—Nanette, mírame.
Noel le levantó la barbilla con delicadeza.
—El fallecimiento de tus padres no fue culpa tuya, no te eches esa carga encima.
—Si te aferras a esa idea, solo vas a lastimar su memoria. Lo que ellos más querrían es verte vivir tranquila, feliz y a salvo, ¿no crees?
—Nanette, reacciona, no te encierres en una prisión que tú misma inventaste.
Nanette se quedó viendo esos ojos profundos que parecían no tener fin. No supo si fueron sus palabras, o la forma tan dulce en la que pronunció su nombre...
De manera instintiva, Nanette asintió.
—Está bien.
Noel sintió un gran alivio.
—Acuéstate. Duerme otro rato, yo aquí me quedo contigo.
Nanette flexionó las piernas y escondió el rostro entre las rodillas.
—Quiero estar sola un rato.
—De acuerdo, me voy al cuarto de al lado.
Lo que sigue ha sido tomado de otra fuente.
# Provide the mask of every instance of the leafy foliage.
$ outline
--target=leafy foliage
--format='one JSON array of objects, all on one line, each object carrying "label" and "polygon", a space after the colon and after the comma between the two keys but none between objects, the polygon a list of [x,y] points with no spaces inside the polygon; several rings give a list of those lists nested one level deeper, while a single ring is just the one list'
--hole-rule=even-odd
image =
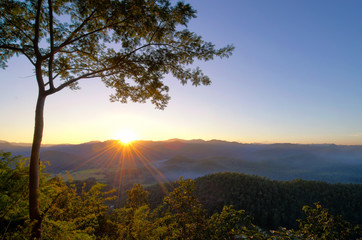
[{"label": "leafy foliage", "polygon": [[28,206],[27,159],[0,152],[0,229],[24,222]]},{"label": "leafy foliage", "polygon": [[205,231],[205,212],[194,194],[194,182],[180,178],[164,198],[164,216],[173,226],[172,238],[201,239]]},{"label": "leafy foliage", "polygon": [[305,220],[299,220],[300,233],[308,239],[352,239],[353,226],[340,215],[333,216],[319,203],[314,208],[304,206]]},{"label": "leafy foliage", "polygon": [[[241,173],[217,173],[197,178],[195,188],[209,214],[233,205],[235,209],[245,209],[264,229],[297,228],[295,219],[303,218],[302,207],[314,202],[320,202],[332,214],[340,214],[353,224],[362,221],[360,184],[328,184],[301,179],[272,181]],[[150,197],[155,198],[152,192]]]},{"label": "leafy foliage", "polygon": [[[27,164],[28,159],[21,156],[0,153],[0,228],[9,239],[29,239]],[[40,180],[44,239],[93,239],[113,191],[103,192],[104,185],[97,183],[88,191],[83,186],[77,193],[74,184],[67,185],[60,177],[50,178],[44,172]]]},{"label": "leafy foliage", "polygon": [[25,55],[47,95],[100,77],[115,89],[112,101],[151,99],[164,108],[169,100],[164,75],[208,85],[199,68],[186,66],[228,57],[233,50],[216,49],[190,32],[187,24],[195,14],[189,4],[166,0],[1,1],[0,66]]},{"label": "leafy foliage", "polygon": [[244,210],[235,210],[233,206],[224,206],[221,213],[214,213],[208,220],[210,239],[235,239],[242,235],[243,229],[254,226]]},{"label": "leafy foliage", "polygon": [[127,191],[126,207],[137,209],[141,206],[147,205],[148,192],[146,192],[142,185],[135,184],[131,190]]},{"label": "leafy foliage", "polygon": [[[62,191],[54,198],[54,206],[51,206],[44,219],[44,237],[59,239],[64,236],[64,232],[71,233],[70,239],[74,233],[92,236],[99,229],[99,219],[108,210],[104,203],[114,198],[108,196],[113,191],[102,192],[104,185],[97,183],[88,191],[83,185],[78,194],[74,184],[68,186],[59,178],[57,181]],[[50,235],[47,236],[47,233]]]},{"label": "leafy foliage", "polygon": [[[3,239],[29,239],[31,223],[27,204],[27,160],[10,153],[0,154],[1,228]],[[182,179],[154,210],[149,192],[135,184],[127,191],[124,207],[110,206],[114,191],[105,186],[65,183],[60,177],[42,173],[41,204],[44,239],[358,239],[358,226],[334,216],[319,203],[304,206],[306,217],[298,229],[265,230],[254,225],[245,210],[224,206],[207,216],[196,196],[195,182]],[[12,184],[6,184],[12,183]],[[24,185],[26,188],[26,184]],[[11,190],[11,191],[10,191]],[[3,201],[9,200],[9,202]],[[9,203],[9,204],[8,204]],[[10,205],[11,203],[11,205]],[[9,210],[10,209],[10,210]],[[20,220],[19,220],[20,219]]]}]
Si necesitas algo, me avisas.
Noel se puso de pie para salir.
Justo cuando estaba por llegar a la puerta, Nanette levantó la cabeza y habló casi de golpe:
—¡Noel!
Él se detuvo en seco.
—Dime.
Nanette apretó los labios, dudando si hablar o no.
—Yo... olvídalo, no es nada...
Quería decirle que ya no quería estar sola.
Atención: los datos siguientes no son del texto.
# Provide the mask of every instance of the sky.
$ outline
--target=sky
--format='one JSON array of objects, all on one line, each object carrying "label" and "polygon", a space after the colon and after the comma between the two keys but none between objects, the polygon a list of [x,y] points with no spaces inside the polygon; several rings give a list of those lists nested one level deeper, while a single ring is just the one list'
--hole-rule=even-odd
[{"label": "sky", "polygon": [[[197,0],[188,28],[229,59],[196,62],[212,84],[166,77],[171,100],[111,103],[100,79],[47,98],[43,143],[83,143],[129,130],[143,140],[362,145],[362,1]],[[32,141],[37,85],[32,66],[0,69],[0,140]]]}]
Esa casa tan grande y vacía le daba miedo.
Pero al final se arrepintió.
A fin de cuentas, tendría que aprender a estar sola tarde o temprano.
Noel dio media vuelta y volvió a sentarse en la orilla de la cama.
—¿Quieres que yo...?
Se cortó a mitad de la frase.
Tal vez, era mejor decirlo de otra manera.
—¿Puedo... abrazarte?
Nanette se sorprendió y levantó la mirada poco a poco.
Sabía que no debía, pero no pudo evitarlo.
En el instante en que asintió con la cabeza, un cálido abrazo la envolvió.
—La verdad es que la única que tiene la culpa soy yo. Si yo no hubiera decidido mudarnos, nada de esto habría...
—Melba... ya no estés triste y no te culpes. Mucho menos pienses en irte. Sin ti, me quedaría muy sola...
A Melba se le soltó el llanto en ese mismo instante.
—Hoy muy temprano... el señor Cortés vino a verme. Platicamos un buen rato y eso me ayudó a entender las cosas.
A Melba le costaba trabajo referirse a Noel por su nombre.
Antes se había quedado con la señorita para devolverle el favor.
Ahora, se quedaba para pagar sus pecados.
Nanette se quedó pasmada.
—¿Habló contigo?
—Sí, como a las cuatro de la mañana. Yo no podía dormir, así que me levanté a prepararle un caldito. Él vio que usted ya estaba dormida, así que salió sin hacer ruido y se quedó platicando conmigo un buen rato.
—Señorita, el señor Cortés es un hombre de oro. Nunca en mi vida había visto a alguien tan importante sentarse a darle consejos a la señora de la limpieza con tanta paciencia.
—Aunque sé muy bien que lo hizo por usted. No quería verla sufrir y temía que yo terminara causándole más preocupaciones.
Así era.
Era un hombre tan increíble que solo se le podía admirar desde lejos.
Pero ella solo podía conformarse con eso, no podía hacerse ilusiones.
Por muy maravilloso que fuera, nunca sería suyo.